The Interview: Todd Brown

Sunday night, the Wright State Raiders seemed to be missing something as they lost to Indiana.  It wasn’t just N’Gai Evans, who was out with an injury (we hope he comes back soon to rail non-conference opponents); the WSU backcourt also was missing Todd Brown, the four-year do-everything star who was underappreciated by much of the conference and graduated last spring.

So what is Todd Brown up to these days?  Well, the former Raider is playing in Holland for DeFriesland Aris Leeuwarden, a pro team.  Brown has been very busy, leading the team in scoring as a rookie. caught up to Brown for a quick chat to see how life in Europe is going.

Brown's glory days at Wright State are in the rear view as he begins his professional career.

Jimmy Lemke: First off, how are you settling in Holland?

Todd Brown: Holland has been good to me.  I miss home a lot sometimes, but it’s my first year and everyone tells me its the hardest year.

JL: Is the language barrier difficult to handle?

TB: Actually, everyone can speak English. Not always that good, but they can.

JL: What would you say was the biggest difference in culture between Europe and America?

TB: The biggest difference to me is that everything is just laid back.  When you go to a store, everyone is not in a rush to get something and get out; everyone is just real chill and stores close at like 7 everyday.

JL: A lot of players take some time to get assimilated into the European pro game, but you’ve started the season very well, leading DeFriesland Aris Leeuwarden in scoring through ten games. Are you surprised that you’ve adapted so well?

TB: I just try to go out and play my game, but I think I kinda caught the league by surprise the first couple games but now teams deny me the ball a lot and put the best defender on me. But I’m still learning the game out here, I feel like a freshman all over again.

JL: Is the experience of playing in a European gym a lot different than the Nutter Center?

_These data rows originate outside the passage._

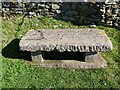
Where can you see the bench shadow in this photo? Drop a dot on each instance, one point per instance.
(12, 51)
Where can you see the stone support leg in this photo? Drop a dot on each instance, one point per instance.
(37, 56)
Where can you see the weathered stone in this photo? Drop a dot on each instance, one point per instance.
(37, 56)
(81, 40)
(55, 6)
(91, 56)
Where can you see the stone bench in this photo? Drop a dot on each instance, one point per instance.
(90, 41)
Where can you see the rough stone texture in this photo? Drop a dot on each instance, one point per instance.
(99, 63)
(91, 56)
(37, 56)
(82, 40)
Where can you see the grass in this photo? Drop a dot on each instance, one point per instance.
(16, 74)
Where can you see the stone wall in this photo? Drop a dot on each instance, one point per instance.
(79, 13)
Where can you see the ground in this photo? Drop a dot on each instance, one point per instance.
(16, 74)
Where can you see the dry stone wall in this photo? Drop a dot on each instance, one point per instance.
(75, 12)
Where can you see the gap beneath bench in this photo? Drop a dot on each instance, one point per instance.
(77, 60)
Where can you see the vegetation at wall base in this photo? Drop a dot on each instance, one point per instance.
(16, 74)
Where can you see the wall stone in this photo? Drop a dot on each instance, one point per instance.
(76, 12)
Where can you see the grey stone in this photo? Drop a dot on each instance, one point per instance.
(37, 56)
(55, 6)
(81, 40)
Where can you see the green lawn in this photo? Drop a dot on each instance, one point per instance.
(16, 74)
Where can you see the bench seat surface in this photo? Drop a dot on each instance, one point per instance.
(76, 40)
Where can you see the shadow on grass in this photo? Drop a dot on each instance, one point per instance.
(12, 50)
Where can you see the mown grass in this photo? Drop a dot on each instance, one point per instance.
(16, 74)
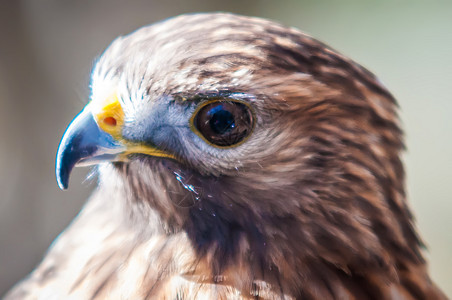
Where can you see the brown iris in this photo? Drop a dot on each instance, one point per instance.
(224, 123)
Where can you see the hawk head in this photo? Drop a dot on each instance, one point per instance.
(270, 151)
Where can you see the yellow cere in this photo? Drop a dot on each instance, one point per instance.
(109, 116)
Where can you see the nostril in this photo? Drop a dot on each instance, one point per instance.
(110, 121)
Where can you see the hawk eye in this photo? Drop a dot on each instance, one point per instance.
(224, 123)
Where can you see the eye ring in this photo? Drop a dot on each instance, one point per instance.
(223, 123)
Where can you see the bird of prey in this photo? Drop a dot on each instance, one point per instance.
(237, 159)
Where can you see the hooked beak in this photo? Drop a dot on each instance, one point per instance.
(84, 144)
(95, 136)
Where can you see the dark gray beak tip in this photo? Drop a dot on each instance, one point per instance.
(78, 142)
(83, 144)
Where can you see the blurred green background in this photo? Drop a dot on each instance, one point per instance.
(47, 48)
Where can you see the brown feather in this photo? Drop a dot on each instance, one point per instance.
(311, 206)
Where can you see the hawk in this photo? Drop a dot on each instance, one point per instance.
(237, 159)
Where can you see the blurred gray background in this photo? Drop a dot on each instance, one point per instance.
(47, 48)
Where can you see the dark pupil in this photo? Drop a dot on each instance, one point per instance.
(221, 120)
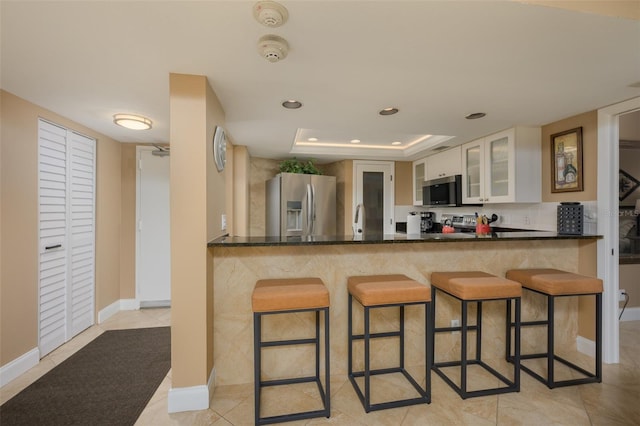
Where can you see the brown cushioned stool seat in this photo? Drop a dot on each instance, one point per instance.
(383, 291)
(286, 296)
(553, 283)
(477, 287)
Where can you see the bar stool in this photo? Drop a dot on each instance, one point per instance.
(477, 287)
(383, 291)
(553, 283)
(286, 296)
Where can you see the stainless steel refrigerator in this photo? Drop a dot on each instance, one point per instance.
(299, 205)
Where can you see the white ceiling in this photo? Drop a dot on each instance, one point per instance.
(437, 61)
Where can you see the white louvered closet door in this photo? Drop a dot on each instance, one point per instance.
(66, 182)
(82, 232)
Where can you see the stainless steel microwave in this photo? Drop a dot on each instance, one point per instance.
(443, 192)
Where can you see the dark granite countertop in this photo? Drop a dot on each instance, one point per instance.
(629, 259)
(228, 241)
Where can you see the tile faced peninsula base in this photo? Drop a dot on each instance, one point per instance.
(236, 270)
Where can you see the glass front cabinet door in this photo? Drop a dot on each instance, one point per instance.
(499, 174)
(473, 172)
(502, 168)
(419, 173)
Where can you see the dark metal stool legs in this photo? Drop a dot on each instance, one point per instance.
(258, 344)
(550, 354)
(465, 362)
(365, 397)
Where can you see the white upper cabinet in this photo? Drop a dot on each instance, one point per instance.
(419, 173)
(445, 163)
(503, 168)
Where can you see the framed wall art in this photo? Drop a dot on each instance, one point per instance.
(566, 161)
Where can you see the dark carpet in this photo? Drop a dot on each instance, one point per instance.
(108, 382)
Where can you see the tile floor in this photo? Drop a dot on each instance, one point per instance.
(615, 401)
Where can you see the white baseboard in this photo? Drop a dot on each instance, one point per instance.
(19, 366)
(105, 313)
(630, 314)
(115, 307)
(586, 346)
(129, 304)
(192, 398)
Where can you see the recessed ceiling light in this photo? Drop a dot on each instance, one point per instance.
(292, 104)
(388, 111)
(133, 122)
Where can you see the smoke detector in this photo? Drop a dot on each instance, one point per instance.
(270, 13)
(273, 48)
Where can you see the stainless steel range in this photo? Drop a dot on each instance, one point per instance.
(463, 223)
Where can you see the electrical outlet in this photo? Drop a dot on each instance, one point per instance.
(621, 294)
(455, 323)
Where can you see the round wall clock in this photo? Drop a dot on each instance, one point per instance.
(220, 148)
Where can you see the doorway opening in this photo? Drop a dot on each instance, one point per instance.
(608, 223)
(374, 193)
(153, 249)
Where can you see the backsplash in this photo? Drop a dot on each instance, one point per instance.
(538, 216)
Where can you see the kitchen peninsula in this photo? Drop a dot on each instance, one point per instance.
(240, 261)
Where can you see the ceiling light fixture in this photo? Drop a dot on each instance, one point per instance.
(270, 13)
(133, 122)
(292, 104)
(388, 111)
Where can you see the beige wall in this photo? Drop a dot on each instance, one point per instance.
(629, 282)
(588, 251)
(128, 190)
(241, 182)
(618, 8)
(262, 169)
(198, 198)
(344, 183)
(19, 207)
(404, 192)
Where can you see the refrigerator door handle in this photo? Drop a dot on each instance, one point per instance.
(313, 210)
(309, 197)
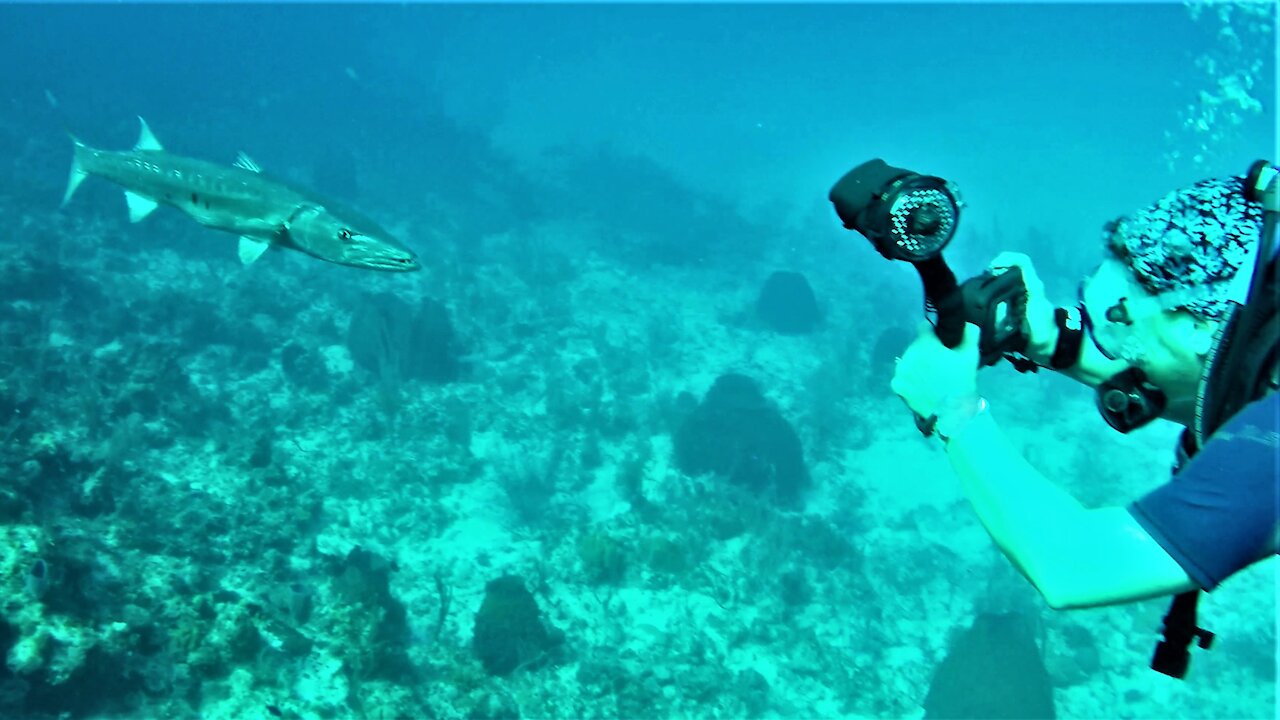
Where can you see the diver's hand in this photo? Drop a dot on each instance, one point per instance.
(1041, 328)
(931, 374)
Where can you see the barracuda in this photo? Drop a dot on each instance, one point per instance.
(240, 199)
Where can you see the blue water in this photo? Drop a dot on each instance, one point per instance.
(597, 195)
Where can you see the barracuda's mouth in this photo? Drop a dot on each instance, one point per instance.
(392, 264)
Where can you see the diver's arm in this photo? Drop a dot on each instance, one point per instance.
(1074, 556)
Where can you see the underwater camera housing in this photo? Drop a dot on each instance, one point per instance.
(912, 217)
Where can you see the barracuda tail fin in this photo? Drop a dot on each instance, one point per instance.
(78, 173)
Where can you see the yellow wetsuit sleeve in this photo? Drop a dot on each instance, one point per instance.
(1074, 556)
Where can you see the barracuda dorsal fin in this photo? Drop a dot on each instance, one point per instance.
(146, 139)
(251, 249)
(140, 205)
(247, 163)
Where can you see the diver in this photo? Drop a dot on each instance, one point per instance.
(1179, 322)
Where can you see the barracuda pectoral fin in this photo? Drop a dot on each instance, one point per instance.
(251, 249)
(247, 163)
(140, 205)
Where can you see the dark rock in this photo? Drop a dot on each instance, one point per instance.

TB: Well it depends on who and where your playing at because we get some games that feel like college games, and then you get other games and nobody is in the gym and you have to get yourself going.

JL: The culture there is so different, you’ve got to be missing something from home. If there was one thing back here you could take with you to Holland, what would it be?

TB: If I could bring anything from home it would be my family but I doubt that could happen so I would bring my dog at least, he could keep my company.

JL: What’s the thing you miss most about Wright State?

TB: My teammates in college; you go through so much with your team we are always together so you grow into a family over time.